– Что такое?
– Тьфу ты, окаянная душа… Рябцов, говорят тебе, принесем.
– Ага… отлично.
Петька был тоже в простой ситцевой рубахе, в шароварах и в такой же шерстяной поддевке, как у Михаила Павлыча. Заложив ногу за ногу, он продолжал читать и время от времени сосредоточенно хмурил брови.
– Это ваша гитара? – спросил я Рубцова, когда он заметно притих и задумчиво смотрел куда-то в туман.
– А вы играете?
– Немножко.
– Вот это великолепно…
Не помню хорошенько, с чего я начал показывать свое искусство, но потом заиграл известную казанскую студенческую песню:
Где с Казанкой-рекой,
Точно братец с сестрой,
Тиногрязный Булак
обнимается.
Петька оставил книгу и начал смотреть задумчиво на гитару. Рубцов наклонился к моему плечу, и я чувствовал на своей щеке его горячее дыхание, а потом он со слезами на глазах обнял меня и даже поцеловал.
– Голубчик, миленький… вот уважил-то!.. – шептал он задыхавшимся голосом. – Ну, еще разик… Петька, очнись!.. Вот именно так:
Тино-гря-а-азный Бу-лак
обнима-а-а-ается!..
Рубцов вытащил спрятанную бутылку и залпом выпил новый стаканчик. Он походил на сумасшедшего и несколько раз бросался обнимать Петьку и кончил тем, что швырнул его книгу в угол.
– K черту… все к черту!.. – кричал он, бегая по комнате. – Gaudeamus, juvenes dum sumus….[1] A ну-ка еще эту, ну, как ее… ее… Да вот:
По чувствам братья мы с тобою…[2]
Я знал и «эту». Рубцов пел под аккомпанемент с увлечением, хотя страшно фальшивил и сердился на самого себя. Петька тоже подтягивал свежим ровным баском, какой бывает только у таких здоровяков. В порыве восторга Рубцов как-то машинально хлопнул второй стаканчик, заметно покраснел и долго смотрел на менг улыбающимися, но печальными глазами – последнее было его особенностью.

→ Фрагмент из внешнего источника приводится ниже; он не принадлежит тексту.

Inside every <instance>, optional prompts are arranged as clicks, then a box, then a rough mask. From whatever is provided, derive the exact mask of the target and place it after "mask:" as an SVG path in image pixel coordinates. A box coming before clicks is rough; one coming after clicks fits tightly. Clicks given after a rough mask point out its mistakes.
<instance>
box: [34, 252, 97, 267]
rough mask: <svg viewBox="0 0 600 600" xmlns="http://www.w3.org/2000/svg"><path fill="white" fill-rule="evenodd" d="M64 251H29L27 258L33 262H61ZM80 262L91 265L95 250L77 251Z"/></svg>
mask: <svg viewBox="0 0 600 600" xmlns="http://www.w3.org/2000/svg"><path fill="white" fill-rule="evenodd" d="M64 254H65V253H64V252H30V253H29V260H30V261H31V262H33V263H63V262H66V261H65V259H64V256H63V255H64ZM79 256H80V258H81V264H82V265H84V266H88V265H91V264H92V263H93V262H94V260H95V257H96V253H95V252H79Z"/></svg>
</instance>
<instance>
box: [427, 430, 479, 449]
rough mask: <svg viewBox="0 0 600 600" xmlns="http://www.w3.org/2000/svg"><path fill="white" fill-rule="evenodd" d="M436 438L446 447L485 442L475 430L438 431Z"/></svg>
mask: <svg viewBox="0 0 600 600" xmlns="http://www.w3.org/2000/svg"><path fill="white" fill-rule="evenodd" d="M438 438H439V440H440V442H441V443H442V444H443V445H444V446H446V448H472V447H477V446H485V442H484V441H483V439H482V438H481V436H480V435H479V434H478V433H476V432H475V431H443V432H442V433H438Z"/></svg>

– Голубчик, понимаете ли вы… ах, нет, надо это пережить… да, пережить!.. – торопливо заговорил он, роняя слова. – Ведь это огнем по сердцу… это жизнь… Петька, помнишь?..
Схватившись за голову, Рубцов заплакал. Это было так неожиданно и непонятно для меня, что я оставил гитару и смотрел то на ходившего по комнате Рубцова, то на спокойно попыхивавшего папироской Петьку. Заметив мое смущение, Рубцов улыбнулся сквозь слезы и взял у меня гитару.
– Позвольте, голубчик, я вам сыграю мою единственную… – говорил он, усаживаясь с гитарой на окно. – У меня, как у волка, всего-навсего одна песенка… Вперед извиняюсь за свое козлогласие.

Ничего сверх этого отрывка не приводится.